Die 100.000-Euro-Flat-Tax gilt für maximal 15 Jahre und erstreckt sich auf alle ausländischen Einkünfte: Immobiliensteuern, Vermögensteuer, Erbschaftsteuer, Finanzanlagen im Ausland, Schenkungsteuer. Es gibt nicht einmal Meldepflichten für das Vermögen außerhalb Italiens. Der Betroffene muss nur seinen Wohnsitz in Italien anmelden, sich dort mehr als die Hälfte des Jahres aufhalten und neun der vergangenen zehn Jahre außerhalb des Landes gewohnt haben.

Auch die Bemühungen, reiche Rentner anzulocken, sind im Wachstumsdekret ausgeweitet worden.
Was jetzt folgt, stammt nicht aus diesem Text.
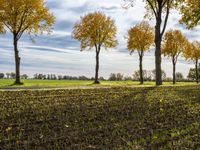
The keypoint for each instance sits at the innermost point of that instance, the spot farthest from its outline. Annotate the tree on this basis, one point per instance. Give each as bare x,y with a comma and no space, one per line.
190,13
174,44
95,30
147,75
179,76
193,53
112,77
160,10
12,75
162,72
1,75
7,75
140,38
19,16
192,73
24,76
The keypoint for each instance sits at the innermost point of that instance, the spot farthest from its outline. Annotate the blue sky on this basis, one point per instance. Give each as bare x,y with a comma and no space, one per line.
60,54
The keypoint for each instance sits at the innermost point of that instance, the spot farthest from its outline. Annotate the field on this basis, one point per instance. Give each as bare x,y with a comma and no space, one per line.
109,118
50,83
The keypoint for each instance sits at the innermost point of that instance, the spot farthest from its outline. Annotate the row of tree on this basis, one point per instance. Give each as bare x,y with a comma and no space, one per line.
140,39
148,75
95,29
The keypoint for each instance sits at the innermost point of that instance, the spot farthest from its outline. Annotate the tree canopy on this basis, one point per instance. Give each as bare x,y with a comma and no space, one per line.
21,16
174,43
95,29
29,16
140,37
191,13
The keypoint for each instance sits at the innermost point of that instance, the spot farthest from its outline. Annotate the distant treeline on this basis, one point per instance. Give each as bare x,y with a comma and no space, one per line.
149,75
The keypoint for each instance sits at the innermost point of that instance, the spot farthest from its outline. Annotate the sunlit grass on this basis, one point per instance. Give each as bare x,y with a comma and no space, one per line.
31,82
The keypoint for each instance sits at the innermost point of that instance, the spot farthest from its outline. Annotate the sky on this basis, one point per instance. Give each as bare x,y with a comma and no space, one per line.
59,54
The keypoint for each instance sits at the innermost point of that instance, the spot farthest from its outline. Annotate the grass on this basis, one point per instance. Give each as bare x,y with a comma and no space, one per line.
113,118
28,83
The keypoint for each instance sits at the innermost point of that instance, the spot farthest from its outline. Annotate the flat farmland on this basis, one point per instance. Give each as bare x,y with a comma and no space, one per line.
109,118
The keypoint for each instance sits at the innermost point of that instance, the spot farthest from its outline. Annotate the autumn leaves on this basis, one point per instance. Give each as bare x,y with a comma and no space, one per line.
96,30
20,16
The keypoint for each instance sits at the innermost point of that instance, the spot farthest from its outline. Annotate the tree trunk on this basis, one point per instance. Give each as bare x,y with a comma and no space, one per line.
97,66
17,60
174,72
197,73
158,40
141,71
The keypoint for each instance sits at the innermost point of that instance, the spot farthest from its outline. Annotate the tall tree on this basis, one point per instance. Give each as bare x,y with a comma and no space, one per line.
193,53
140,38
191,13
20,16
160,10
95,30
174,44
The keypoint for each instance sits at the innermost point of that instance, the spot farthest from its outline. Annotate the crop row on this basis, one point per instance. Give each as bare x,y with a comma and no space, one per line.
113,118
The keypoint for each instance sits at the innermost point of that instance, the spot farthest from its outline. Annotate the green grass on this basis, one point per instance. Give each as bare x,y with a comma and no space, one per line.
28,83
109,118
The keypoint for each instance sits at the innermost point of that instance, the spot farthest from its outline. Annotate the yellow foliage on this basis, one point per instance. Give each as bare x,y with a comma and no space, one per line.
140,37
29,16
191,13
174,43
193,51
95,29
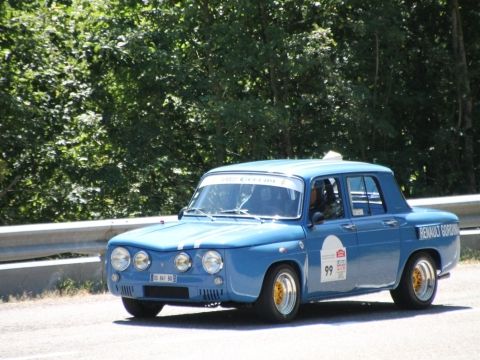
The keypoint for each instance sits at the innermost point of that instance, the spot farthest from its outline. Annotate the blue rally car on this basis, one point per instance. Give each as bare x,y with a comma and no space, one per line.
275,234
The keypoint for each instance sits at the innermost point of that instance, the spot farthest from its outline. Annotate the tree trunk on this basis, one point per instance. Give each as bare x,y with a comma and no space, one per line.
464,95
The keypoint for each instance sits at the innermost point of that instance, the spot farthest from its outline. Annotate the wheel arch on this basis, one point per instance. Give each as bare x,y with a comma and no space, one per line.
434,253
295,265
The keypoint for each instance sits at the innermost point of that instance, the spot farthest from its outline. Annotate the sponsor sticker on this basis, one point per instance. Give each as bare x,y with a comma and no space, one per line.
333,260
437,231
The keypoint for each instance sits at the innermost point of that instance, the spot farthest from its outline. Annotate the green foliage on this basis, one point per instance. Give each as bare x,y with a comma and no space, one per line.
115,108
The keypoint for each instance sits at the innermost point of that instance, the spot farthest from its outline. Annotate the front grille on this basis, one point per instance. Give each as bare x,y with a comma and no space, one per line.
126,290
211,294
167,292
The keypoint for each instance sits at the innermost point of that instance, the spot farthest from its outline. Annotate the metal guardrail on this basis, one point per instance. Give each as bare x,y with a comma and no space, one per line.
26,242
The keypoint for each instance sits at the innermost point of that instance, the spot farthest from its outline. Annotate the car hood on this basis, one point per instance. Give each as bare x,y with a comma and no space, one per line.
195,235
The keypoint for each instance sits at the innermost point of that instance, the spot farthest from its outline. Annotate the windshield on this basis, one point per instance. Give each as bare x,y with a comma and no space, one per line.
254,195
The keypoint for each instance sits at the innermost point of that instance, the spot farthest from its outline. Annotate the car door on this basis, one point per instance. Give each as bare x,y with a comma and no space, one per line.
378,233
331,244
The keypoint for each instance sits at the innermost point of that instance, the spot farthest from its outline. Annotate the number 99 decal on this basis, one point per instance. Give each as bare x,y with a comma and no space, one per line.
333,257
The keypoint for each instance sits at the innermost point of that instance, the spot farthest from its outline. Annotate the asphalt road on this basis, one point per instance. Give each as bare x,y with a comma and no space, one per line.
368,327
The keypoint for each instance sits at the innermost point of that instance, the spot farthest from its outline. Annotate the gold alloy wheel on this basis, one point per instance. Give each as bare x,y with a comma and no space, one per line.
284,293
423,279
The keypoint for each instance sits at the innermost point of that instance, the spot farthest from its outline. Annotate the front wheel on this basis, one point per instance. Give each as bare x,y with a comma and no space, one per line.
418,285
141,308
279,299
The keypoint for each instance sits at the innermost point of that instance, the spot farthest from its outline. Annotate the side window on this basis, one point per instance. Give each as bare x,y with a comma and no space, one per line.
365,197
325,197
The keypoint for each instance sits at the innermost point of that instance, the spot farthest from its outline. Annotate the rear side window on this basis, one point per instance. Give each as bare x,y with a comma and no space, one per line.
365,196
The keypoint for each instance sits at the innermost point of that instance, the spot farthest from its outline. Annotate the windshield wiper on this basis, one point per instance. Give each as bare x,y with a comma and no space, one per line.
242,212
201,212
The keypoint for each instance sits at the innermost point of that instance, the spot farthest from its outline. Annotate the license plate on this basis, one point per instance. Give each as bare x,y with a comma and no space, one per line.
168,278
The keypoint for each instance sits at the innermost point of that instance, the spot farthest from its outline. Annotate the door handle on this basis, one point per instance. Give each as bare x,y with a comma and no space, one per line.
390,223
349,227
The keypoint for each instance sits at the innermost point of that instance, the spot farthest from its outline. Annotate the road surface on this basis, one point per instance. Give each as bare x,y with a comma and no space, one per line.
368,327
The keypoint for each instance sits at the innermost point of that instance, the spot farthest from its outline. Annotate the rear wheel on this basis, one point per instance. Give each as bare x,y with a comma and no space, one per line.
418,285
142,308
279,299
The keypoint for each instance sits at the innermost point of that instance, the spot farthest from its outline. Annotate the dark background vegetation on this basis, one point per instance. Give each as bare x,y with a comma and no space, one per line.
114,108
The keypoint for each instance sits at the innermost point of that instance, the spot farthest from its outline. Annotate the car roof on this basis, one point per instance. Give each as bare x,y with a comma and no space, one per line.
305,168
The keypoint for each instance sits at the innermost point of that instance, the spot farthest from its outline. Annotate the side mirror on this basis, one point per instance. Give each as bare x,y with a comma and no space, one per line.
317,218
180,213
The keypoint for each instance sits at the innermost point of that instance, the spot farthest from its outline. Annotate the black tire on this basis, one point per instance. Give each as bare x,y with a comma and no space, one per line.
418,285
141,308
279,299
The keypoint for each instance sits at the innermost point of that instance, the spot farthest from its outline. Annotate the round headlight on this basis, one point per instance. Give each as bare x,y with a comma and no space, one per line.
183,262
120,258
212,262
141,260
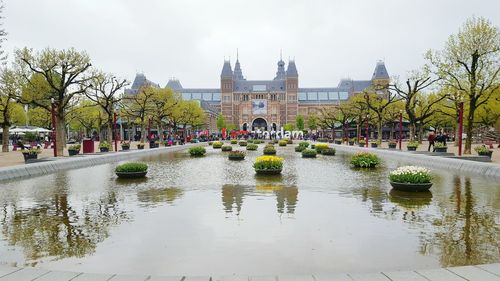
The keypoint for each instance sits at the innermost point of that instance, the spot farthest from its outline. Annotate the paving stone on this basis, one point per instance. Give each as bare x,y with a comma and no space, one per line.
92,277
332,277
369,277
493,268
58,276
404,276
25,274
129,278
473,273
439,274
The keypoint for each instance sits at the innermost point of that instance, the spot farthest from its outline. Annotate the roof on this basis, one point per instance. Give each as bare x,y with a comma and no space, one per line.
227,71
380,71
291,71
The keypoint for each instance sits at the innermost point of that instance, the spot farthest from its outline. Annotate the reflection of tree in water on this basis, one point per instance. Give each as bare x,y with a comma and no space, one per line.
467,235
154,196
286,196
53,228
232,197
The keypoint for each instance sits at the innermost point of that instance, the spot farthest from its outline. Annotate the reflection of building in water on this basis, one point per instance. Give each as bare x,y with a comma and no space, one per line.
286,196
232,196
155,196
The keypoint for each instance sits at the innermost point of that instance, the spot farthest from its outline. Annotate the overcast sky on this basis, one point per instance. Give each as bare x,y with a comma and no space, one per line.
189,39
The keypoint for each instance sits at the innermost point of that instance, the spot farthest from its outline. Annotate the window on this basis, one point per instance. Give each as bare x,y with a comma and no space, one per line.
312,96
323,95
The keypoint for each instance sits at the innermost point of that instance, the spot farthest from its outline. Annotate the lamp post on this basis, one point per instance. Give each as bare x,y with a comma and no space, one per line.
54,130
366,136
114,129
400,128
460,126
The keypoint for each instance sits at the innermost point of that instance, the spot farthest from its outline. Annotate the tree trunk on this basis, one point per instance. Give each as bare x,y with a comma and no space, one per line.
60,135
5,138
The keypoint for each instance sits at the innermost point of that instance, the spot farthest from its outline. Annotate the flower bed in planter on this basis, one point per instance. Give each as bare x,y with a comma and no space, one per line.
74,149
104,146
252,146
269,150
309,153
131,170
197,151
328,151
236,155
411,178
217,144
365,160
226,148
268,165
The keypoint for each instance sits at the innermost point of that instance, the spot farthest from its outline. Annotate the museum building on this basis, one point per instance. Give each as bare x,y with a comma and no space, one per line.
266,105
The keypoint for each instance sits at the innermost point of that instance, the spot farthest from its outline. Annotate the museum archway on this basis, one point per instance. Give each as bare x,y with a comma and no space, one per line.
259,123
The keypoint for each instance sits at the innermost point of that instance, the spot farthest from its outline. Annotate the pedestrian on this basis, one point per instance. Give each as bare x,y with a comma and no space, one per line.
431,138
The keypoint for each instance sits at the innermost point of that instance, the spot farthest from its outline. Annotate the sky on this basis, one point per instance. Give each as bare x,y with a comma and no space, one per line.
189,40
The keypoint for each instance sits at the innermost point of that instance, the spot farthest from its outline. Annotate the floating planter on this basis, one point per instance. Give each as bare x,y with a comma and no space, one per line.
197,151
411,178
252,146
320,146
74,149
365,160
131,170
328,151
226,148
309,153
217,144
269,150
268,165
104,146
236,155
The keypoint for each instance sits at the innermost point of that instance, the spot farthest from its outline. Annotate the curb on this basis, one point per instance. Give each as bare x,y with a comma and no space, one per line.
473,167
87,160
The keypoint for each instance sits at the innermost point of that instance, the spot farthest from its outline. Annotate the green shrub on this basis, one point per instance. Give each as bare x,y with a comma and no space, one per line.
365,160
268,163
252,146
299,148
269,150
105,144
226,148
328,151
75,147
309,153
304,144
131,167
410,174
197,151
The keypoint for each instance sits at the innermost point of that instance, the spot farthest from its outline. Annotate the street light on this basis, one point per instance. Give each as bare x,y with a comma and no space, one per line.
400,128
54,131
460,126
366,136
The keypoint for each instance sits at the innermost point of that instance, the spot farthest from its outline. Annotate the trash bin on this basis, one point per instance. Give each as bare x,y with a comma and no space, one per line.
88,146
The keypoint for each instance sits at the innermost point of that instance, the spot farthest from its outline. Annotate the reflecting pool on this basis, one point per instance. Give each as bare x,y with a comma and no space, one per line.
209,215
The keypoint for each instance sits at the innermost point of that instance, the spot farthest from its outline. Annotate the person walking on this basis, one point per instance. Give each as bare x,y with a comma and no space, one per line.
431,138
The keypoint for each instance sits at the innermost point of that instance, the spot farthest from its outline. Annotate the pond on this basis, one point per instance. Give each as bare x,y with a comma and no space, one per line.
209,215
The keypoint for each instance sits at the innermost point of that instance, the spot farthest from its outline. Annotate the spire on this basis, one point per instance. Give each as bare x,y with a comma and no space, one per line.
380,71
238,74
291,71
280,74
227,71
Denn viele vermögende italienische Pensionisten haben ihren Wohnsitz – oft zum Schein – nach Portugal verlagert, wo sie praktisch keine Steuern zahlen. Sie und reiche Rentner aus dem Ausland sollen sich lieber in Süditalien ansiedeln. Wer seinen Wohnsitz südlich von Rom in Kommunen mit weniger als 20.000 Einwohnern anmeldet, zahlt pauschal nur sieben Prozent auf alle im Ausland erzielten Einkünfte. Voraussetzung ist, dass der Betroffene die zurückliegenden fünf Jahre nicht in Italien ansässig war. Im Visier sind auch deutsche Rentner. Zahlen dazu gibt es noch nicht: Die Regelung ist gerade erst in Kraft getreten.